Unauthenticated users on the same network as the Kudu servers will be unable
to access the cluster.
[[web-ui]]
== Web UI Encryption
The Kudu web UI can be configured to use secure HTTPS encryption by providing
each server with TLS certificates. See <<configuration>> for more information on
web UI HTTPS configuration.
== Web UI Redaction
To prevent sensitive data from being exposed in the web UI, all row data is
redacted. Table metadata, such as table names, column names, and partitioning
information is not redacted. The web UI can be completely disabled by setting
the `--webserver-enabled=false` flag on Kudu servers.
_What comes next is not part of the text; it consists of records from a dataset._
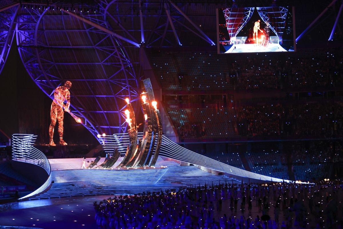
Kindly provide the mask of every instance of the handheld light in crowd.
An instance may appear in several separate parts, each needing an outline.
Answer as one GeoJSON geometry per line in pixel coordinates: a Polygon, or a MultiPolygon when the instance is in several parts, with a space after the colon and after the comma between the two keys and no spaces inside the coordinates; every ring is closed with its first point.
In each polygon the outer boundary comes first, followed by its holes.
{"type": "Polygon", "coordinates": [[[154,107],[154,108],[155,108],[155,110],[157,110],[157,102],[156,102],[156,101],[153,101],[151,102],[151,105],[152,105],[152,106],[154,107]]]}
{"type": "Polygon", "coordinates": [[[142,96],[142,100],[143,101],[143,102],[144,103],[145,103],[145,100],[146,100],[146,96],[145,95],[142,96]]]}

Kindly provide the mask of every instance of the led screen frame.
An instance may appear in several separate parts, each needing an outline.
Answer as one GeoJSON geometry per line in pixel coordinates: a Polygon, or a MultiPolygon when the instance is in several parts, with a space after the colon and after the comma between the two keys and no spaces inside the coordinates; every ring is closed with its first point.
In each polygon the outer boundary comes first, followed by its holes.
{"type": "Polygon", "coordinates": [[[292,7],[218,9],[218,53],[296,50],[292,7]]]}

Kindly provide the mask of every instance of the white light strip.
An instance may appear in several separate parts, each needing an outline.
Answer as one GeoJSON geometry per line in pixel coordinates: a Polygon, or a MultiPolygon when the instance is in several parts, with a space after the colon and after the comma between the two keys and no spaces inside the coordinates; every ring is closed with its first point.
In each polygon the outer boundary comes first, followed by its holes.
{"type": "MultiPolygon", "coordinates": [[[[142,133],[138,133],[139,138],[142,133]]],[[[127,134],[116,135],[122,142],[128,141],[127,134]]],[[[205,157],[201,154],[189,150],[172,141],[168,138],[162,136],[162,145],[159,151],[160,154],[168,158],[181,161],[212,169],[218,172],[231,174],[242,178],[255,179],[261,181],[287,183],[294,182],[288,180],[265,176],[236,168],[205,157]]],[[[298,182],[301,183],[306,182],[298,182]]]]}
{"type": "Polygon", "coordinates": [[[40,166],[49,177],[40,187],[33,192],[19,198],[22,199],[39,194],[51,184],[51,167],[44,154],[33,147],[37,136],[32,134],[14,134],[12,135],[12,160],[40,166]]]}

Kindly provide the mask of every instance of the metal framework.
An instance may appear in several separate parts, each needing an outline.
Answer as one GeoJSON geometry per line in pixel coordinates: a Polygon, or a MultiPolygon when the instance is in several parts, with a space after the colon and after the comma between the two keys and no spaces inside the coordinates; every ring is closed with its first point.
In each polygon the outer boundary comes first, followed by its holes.
{"type": "Polygon", "coordinates": [[[235,37],[252,15],[255,7],[228,8],[223,10],[230,37],[235,37]]]}
{"type": "Polygon", "coordinates": [[[269,22],[270,29],[279,38],[282,37],[285,30],[286,16],[288,9],[282,7],[256,7],[257,12],[265,23],[269,22]],[[273,18],[271,21],[269,19],[273,18]]]}
{"type": "Polygon", "coordinates": [[[94,135],[122,133],[125,100],[137,98],[140,77],[121,41],[104,29],[103,15],[86,14],[84,23],[66,11],[22,9],[16,32],[23,62],[50,97],[63,81],[72,82],[71,106],[94,135]]]}
{"type": "MultiPolygon", "coordinates": [[[[96,7],[81,1],[73,8],[50,1],[45,6],[44,1],[1,1],[0,71],[15,32],[33,80],[51,98],[55,88],[71,81],[71,111],[95,136],[127,131],[125,100],[139,99],[147,48],[214,45],[216,9],[227,8],[225,2],[173,0],[100,0],[96,7]]],[[[237,26],[230,36],[252,14],[253,8],[246,9],[236,12],[243,15],[233,22],[237,26]]]]}
{"type": "Polygon", "coordinates": [[[3,68],[14,36],[14,23],[18,15],[19,4],[0,1],[0,72],[3,68]]]}

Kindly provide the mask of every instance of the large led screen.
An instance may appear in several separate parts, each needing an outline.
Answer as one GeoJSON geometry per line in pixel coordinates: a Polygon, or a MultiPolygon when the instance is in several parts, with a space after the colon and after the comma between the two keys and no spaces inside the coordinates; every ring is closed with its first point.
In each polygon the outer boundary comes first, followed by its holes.
{"type": "Polygon", "coordinates": [[[295,51],[294,8],[218,9],[219,53],[295,51]]]}

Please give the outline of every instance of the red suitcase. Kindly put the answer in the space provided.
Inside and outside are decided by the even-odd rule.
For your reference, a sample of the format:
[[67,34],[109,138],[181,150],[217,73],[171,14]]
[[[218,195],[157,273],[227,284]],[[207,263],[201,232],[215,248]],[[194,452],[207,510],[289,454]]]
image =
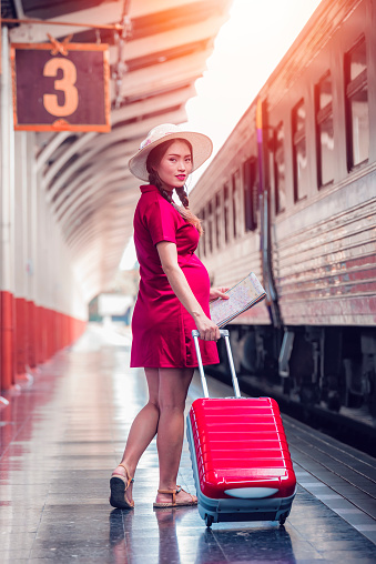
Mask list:
[[199,497],[207,526],[222,521],[286,521],[296,479],[280,409],[271,397],[241,397],[225,338],[235,397],[210,399],[199,348],[192,332],[205,397],[187,415],[187,440]]

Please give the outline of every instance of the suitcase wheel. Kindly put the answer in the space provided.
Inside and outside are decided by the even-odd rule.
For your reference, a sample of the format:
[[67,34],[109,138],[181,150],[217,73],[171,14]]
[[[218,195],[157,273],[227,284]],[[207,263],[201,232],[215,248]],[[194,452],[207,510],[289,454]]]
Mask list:
[[207,515],[207,513],[206,513],[205,523],[206,523],[207,528],[210,528],[212,526],[213,521],[214,521],[214,517],[212,515]]

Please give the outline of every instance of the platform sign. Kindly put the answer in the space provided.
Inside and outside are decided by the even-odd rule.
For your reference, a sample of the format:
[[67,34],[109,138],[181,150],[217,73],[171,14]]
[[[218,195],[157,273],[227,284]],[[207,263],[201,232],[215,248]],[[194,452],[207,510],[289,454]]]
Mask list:
[[55,44],[11,44],[14,129],[110,131],[108,46]]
WARNING: Disabling the web UI will also disable REST endpoints such as
`/metrics`. Monitoring systems rely on these endpoints to gather metrics data.
[[logs]]
== Log Security
To prevent sensitive data from being included in Kudu server logs, all row data
is redacted by default. By setting the `--redact=log` flag, redaction will be
disabled in the web UI but retained for server logs. Alternatively, `--redact=none`
can be used to disable redaction completely.
// TODO(dan): add link to configuration reference.
[[configuration]]
== Configuring a Secure Kudu Cluster
The following configuration parameters should be set on all servers (master and
tablet server) in order to ensure that a Kudu cluster is secure:
```
# Connection Security
#--------------------
--rpc-authentication=required
--rpc-encryption=required
--keytab-file=<path-to-kerberos-keytab>
# Web UI Security
#--------------------
--webserver-certificate-file=<path-to-cert-pem>
--webserver-private-key-file=<path-to-key-pem>
# optional
--webserver-private-key-password-cmd=<password-cmd>
# If you prefer to disable the web UI entirely:
--webserver-enabled=false
# Coarse-grained authorization
#--------------------------------
# This example ACL setup allows the 'impala' user as well as the
# 'nightly_etl_service_account' principal access to all data in the
# Kudu cluster. The 'hadoopadmin' user is allowed to use administrative
# tooling. Note that, by granting access to 'impala', other users
# may access data in Kudu via the Impala service subject to its own
# authorization rules.
--user-acl=impala,nightly_etl_service_account
--superuser-acl=hadoopadmin
```
Further information about these flags can be found in the configuration
flag reference.
// TODO(todd) add a link
[[known-limitations]]
== Known Limitations
Kudu has a few known security limitations:
// TODO(danburkert): add JIRA links for each of these.
Custom Kerberos Principal:: Kudu does not support setting a custom service
principal for Kudu processes. The principal must be 'kudu'.
External PKI:: Kudu does not support externally-issued certificates for internal
wire encryption (server to server and client to server).
Fine-grained Authorization:: Kudu does not have the ability to restrict access
based on operation type or target (table, column, etc). ACLs currently do not
support authorization based on membership in a group.
On-disk Encryption:: Kudu does not have built-in on-disk encryption. However,
Kudu can be used with whole-disk encryption tools such as dm-crypt.
Web UI Authentication:: The Kudu web UI lacks Kerberos-based authentication
(SPNEGO), so access cannot be restricted based on Kerberos principals.
Flume Integration:: Flume integration is not supported with secure Kudu clusters
which require authentication or encryption.